[49] The INM coupled atmosphere-ocean general circulation model was used to conduct experiments on the simulation of climate changes under doubled and quadruple CO2 concentrations; the climate of the 20th century under prescribed variations in external forcing; and climate changes in the 21st-22nd centuries under scenarios B1, A1B, and A2, and the control experiment 330 years in duration for the conditions of the year 1871. In the INM model, the non-equilibrium sensitivity to doubled CO2 is somewhat lower than its mean value over all models and is equal to 1.57 K. However, the equilibrium sensitivity of the atmosphere model with a homogeneous 50-m ocean layer is the lowest among the models under consideration and is equal to 2.1 K. The model adequately reproduces observed variations in surface air temperature for 1871-2000. In the model, the warming over the 20th century is 0.7 K, which is close to observational data.
[50] The features of the observed time variation in air temperature such as warming in 1940-1950 and its slowing down in 1960-1970 are reproduced by the model. According to model data, the increase in the mean air temperature at the surface at the end of the 22nd century as compared to the end of the 20th century is about 2, 3, and 5 K for scenarios B1, A1B, and A2, respectively. This is slightly lower than the mean value for all models used in such experiments [Solomon et al., 2007]. The maximum warming occurs in the Arctic. For all scenarios, in the model, the sea-ice area in the Arctic is significantly reduced at the end of summer and, for scenarios A1B and A2, in the 22nd century, the Arctic ice almost completely melts by the end of summer. In the model, the sea-level rise in 2100 as compared to 1990 is 11 cm, 16 cm, and 18 cm for scenarios B1, A1B, and A2, respectively. These are among the lowest values for the models whose results are given in [Solomon et al., 2007].
[51] The response of the MHT to global warming is formed mainly owing to the changes occurring in the pattern of meridional circulation and heat store in the tropics of the Pacific. The response in the Atlantic suggests a strengthening of the northward heat flux. Conversely, the southward heat transfer is strengthened in the Pacific and Indian oceans. A significant peak is observed in the response of the meridional circulation in the Southern Ocean.
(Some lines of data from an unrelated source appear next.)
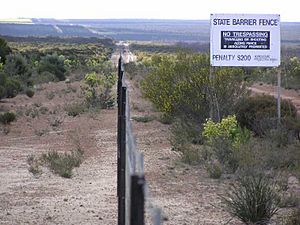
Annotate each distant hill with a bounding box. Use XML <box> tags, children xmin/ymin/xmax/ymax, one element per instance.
<box><xmin>0</xmin><ymin>18</ymin><xmax>300</xmax><ymax>44</ymax></box>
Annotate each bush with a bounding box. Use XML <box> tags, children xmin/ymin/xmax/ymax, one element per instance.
<box><xmin>84</xmin><ymin>72</ymin><xmax>116</xmax><ymax>109</ymax></box>
<box><xmin>65</xmin><ymin>103</ymin><xmax>87</xmax><ymax>117</ymax></box>
<box><xmin>141</xmin><ymin>52</ymin><xmax>246</xmax><ymax>123</ymax></box>
<box><xmin>206</xmin><ymin>161</ymin><xmax>223</xmax><ymax>179</ymax></box>
<box><xmin>26</xmin><ymin>89</ymin><xmax>34</xmax><ymax>98</ymax></box>
<box><xmin>0</xmin><ymin>38</ymin><xmax>12</xmax><ymax>63</ymax></box>
<box><xmin>0</xmin><ymin>112</ymin><xmax>16</xmax><ymax>124</ymax></box>
<box><xmin>223</xmin><ymin>174</ymin><xmax>280</xmax><ymax>225</ymax></box>
<box><xmin>42</xmin><ymin>149</ymin><xmax>83</xmax><ymax>178</ymax></box>
<box><xmin>284</xmin><ymin>208</ymin><xmax>300</xmax><ymax>225</ymax></box>
<box><xmin>131</xmin><ymin>115</ymin><xmax>156</xmax><ymax>123</ymax></box>
<box><xmin>235</xmin><ymin>95</ymin><xmax>297</xmax><ymax>136</ymax></box>
<box><xmin>5</xmin><ymin>79</ymin><xmax>21</xmax><ymax>98</ymax></box>
<box><xmin>38</xmin><ymin>53</ymin><xmax>67</xmax><ymax>81</ymax></box>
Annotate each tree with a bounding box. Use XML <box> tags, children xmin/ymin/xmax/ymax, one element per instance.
<box><xmin>0</xmin><ymin>38</ymin><xmax>12</xmax><ymax>63</ymax></box>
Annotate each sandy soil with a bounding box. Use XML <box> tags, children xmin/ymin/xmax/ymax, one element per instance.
<box><xmin>0</xmin><ymin>55</ymin><xmax>299</xmax><ymax>225</ymax></box>
<box><xmin>0</xmin><ymin>82</ymin><xmax>117</xmax><ymax>225</ymax></box>
<box><xmin>250</xmin><ymin>83</ymin><xmax>300</xmax><ymax>113</ymax></box>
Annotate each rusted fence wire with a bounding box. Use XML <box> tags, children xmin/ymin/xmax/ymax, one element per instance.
<box><xmin>117</xmin><ymin>56</ymin><xmax>162</xmax><ymax>225</ymax></box>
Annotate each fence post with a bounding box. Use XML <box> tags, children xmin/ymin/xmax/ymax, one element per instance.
<box><xmin>117</xmin><ymin>56</ymin><xmax>123</xmax><ymax>197</ymax></box>
<box><xmin>117</xmin><ymin>57</ymin><xmax>127</xmax><ymax>225</ymax></box>
<box><xmin>130</xmin><ymin>175</ymin><xmax>145</xmax><ymax>225</ymax></box>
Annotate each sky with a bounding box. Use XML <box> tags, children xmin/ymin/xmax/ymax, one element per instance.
<box><xmin>0</xmin><ymin>0</ymin><xmax>300</xmax><ymax>22</ymax></box>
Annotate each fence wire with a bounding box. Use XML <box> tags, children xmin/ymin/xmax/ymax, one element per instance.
<box><xmin>118</xmin><ymin>56</ymin><xmax>162</xmax><ymax>225</ymax></box>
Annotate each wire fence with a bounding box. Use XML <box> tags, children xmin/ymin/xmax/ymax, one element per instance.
<box><xmin>117</xmin><ymin>56</ymin><xmax>162</xmax><ymax>225</ymax></box>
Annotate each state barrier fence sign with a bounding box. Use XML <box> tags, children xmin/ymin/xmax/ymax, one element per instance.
<box><xmin>210</xmin><ymin>14</ymin><xmax>280</xmax><ymax>67</ymax></box>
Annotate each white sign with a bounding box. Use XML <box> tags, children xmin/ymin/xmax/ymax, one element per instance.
<box><xmin>210</xmin><ymin>14</ymin><xmax>280</xmax><ymax>67</ymax></box>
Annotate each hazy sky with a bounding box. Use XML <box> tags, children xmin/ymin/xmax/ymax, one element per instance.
<box><xmin>0</xmin><ymin>0</ymin><xmax>300</xmax><ymax>22</ymax></box>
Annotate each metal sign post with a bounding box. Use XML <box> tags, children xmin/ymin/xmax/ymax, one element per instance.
<box><xmin>277</xmin><ymin>69</ymin><xmax>281</xmax><ymax>128</ymax></box>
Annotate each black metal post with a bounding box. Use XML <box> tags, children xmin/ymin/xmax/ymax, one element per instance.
<box><xmin>117</xmin><ymin>57</ymin><xmax>127</xmax><ymax>225</ymax></box>
<box><xmin>117</xmin><ymin>56</ymin><xmax>123</xmax><ymax>196</ymax></box>
<box><xmin>130</xmin><ymin>175</ymin><xmax>145</xmax><ymax>225</ymax></box>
This peak corresponds to an increased heat transfer to Antarctica and is caused mainly by the response in the sector of the Pacific and Indian oceans.
[52] In conclusion, we note that the correct reproduction of the time variation in air temperature for the 20th century does not guarantee that the model predictions for the 21st-22nd centuries, even under the assumption that one of the aforementioned scenarios of variations in external forcing is exactly fulfilled, will also be correct. This result is due to the fact that there are great uncertainties in estimating variations in radiation forcing for the 20th century, which are associated primarily with an uncertainty in a sulfate-aerosol forcing, whose estimates vary from 0 to 2 W m-2 [Solomon et al., 2007]. Therefore, an incorrect sensitivity of the model to variations in the concentrations of greenhouse gases can be compensated by incorrect variations in the radiation forcing from sulfate aerosol and, as a result, the reproduction of warming in the 20th century may prove to be correct. According to the scenarios under consideration, in the 21st century, the concentration of greenhouse gases will be increased, while the concentration of sulfate aerosol will be increased only at the beginning of the 21st century and then will be decreased (Figure 1). Therefore, it is not improbable that the model correctly reproducing the warming in the 20th century can underestimate or overestimate the warming in the 21st-22nd centuries.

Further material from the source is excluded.